Максим из Кольцовки | страница 47
Ударил колокол. Максим остановил свой взгляд на массивных воротах монастыря. Волна протеста подкатила к сердцу. «Да ведь это же хуже могилы!» Сжались жесткие, сильные кулаки.
В воображении встало лицо учителя, — с дряблой кожей на щеках, с мешками под серыми небольшими глазами, — каким прекрасным оно казалось Максиму! Неугасимый огонь творческого вдохновения всегда освещал его!
Максим вышел из монастырских ворот. Его преследовала обида за неожиданное крушение недавних планов, в ушах все еще звучал вопрос архиерея: «А невеста есть?» Он машинально ответил: есть! Но кто она? Кому открыть раненую душу? Кому довериться?
Перед глазами вставало только одно лицо, с большими задумчивыми глазами. Саша! А если откажет? Нет! Не нужно сейчас ничего предрешать!
Максим решительно рассказал ей о событиях последних дней. Саша слушала не перебивая. Строгая складочка легла около ее рта.
— Ну вот, учитель пения и регент решили, что я не должен идти воевать, — закончил Максим рассказ, — и предложили стать диаконом…

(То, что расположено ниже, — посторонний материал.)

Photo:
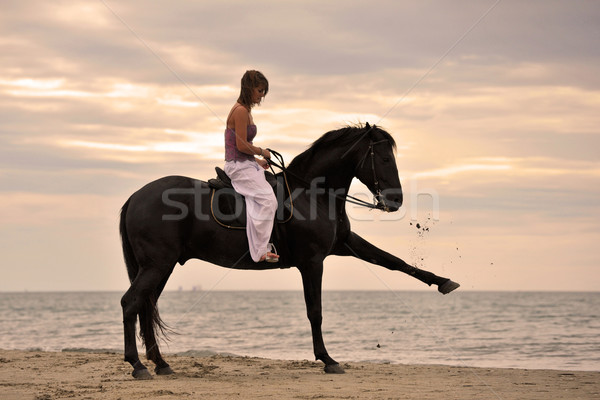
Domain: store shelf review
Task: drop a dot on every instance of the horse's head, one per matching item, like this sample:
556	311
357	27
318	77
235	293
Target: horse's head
376	167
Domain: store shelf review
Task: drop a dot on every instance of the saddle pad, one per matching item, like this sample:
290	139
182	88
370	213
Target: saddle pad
228	207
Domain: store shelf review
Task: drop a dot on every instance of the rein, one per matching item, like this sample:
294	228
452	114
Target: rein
378	201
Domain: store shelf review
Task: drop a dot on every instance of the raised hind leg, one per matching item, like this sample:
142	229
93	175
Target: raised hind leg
312	276
135	302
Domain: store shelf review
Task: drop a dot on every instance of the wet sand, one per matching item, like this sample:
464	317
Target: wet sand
71	375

Об этом особенно тяжело было говорить. Ведь еще так недавно он поведал ей свои мечты о будущем: окончив музыкальную школу, пойдет обязательно в артисты.
Саша понимала, что не он виноват в случившемся, а жизнь, бороться с которой они не в силах и потому должны принять ее такой, какая она есть. Ее молчание лучше всяких слов успокоило Максима.

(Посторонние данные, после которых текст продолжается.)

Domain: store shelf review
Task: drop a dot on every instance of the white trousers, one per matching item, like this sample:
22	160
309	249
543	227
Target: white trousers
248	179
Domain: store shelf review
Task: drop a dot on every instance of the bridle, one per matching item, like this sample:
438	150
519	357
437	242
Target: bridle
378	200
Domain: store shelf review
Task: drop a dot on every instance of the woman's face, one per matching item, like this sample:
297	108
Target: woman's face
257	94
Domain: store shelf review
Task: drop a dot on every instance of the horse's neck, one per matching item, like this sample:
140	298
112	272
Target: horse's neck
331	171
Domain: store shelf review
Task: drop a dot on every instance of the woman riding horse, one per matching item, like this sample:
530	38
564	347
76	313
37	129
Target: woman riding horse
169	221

Через неделю после венчания Михайловы выехали в Уфу, к месту службы нового дьякона.
В дороге, у окна быстро мчавшегося в неведомую даль поезда, Максиму отчетливо вспоминались и приобретали какую-то особенную ясность картины жизни, раньше казавшиеся ничем не примечательными.
Самое волнующее в этой поездке произошло на перроне Казанского вокзала. До отхода поезда оставались минуты. Вдруг от соседнего воинского эшелона оторвалась маленькая фигурка и, словно серый заяц, бросилась к ним. Из-под реденьких рыжих усов улыбались знакомые толстые губы, шапка свалилась, острым огурцом торчала по-солдатски остриженная голова. За спиной у солдата болталась большая, несоразмерная с его ростом винтовка.
— Калинкий!
— Он и есть! Он и есть! — в смятении повторял бывший звонарь.
— Зачем же ты на войну? — выкрикнул Мокий: он провожал Максима.
— Там надо решить, для чего живет человек, — загадочно ответил Калинкий, нахлобучивая солдатскую шапку на самые глаза.
Загудел паровоз, и Калинкий, махнув рукой, побежал к своему вагону. Воинский состав тронулся под крики и плач женщин. В вагонах запели, и долго еще слышалась невеселая солдатская песня.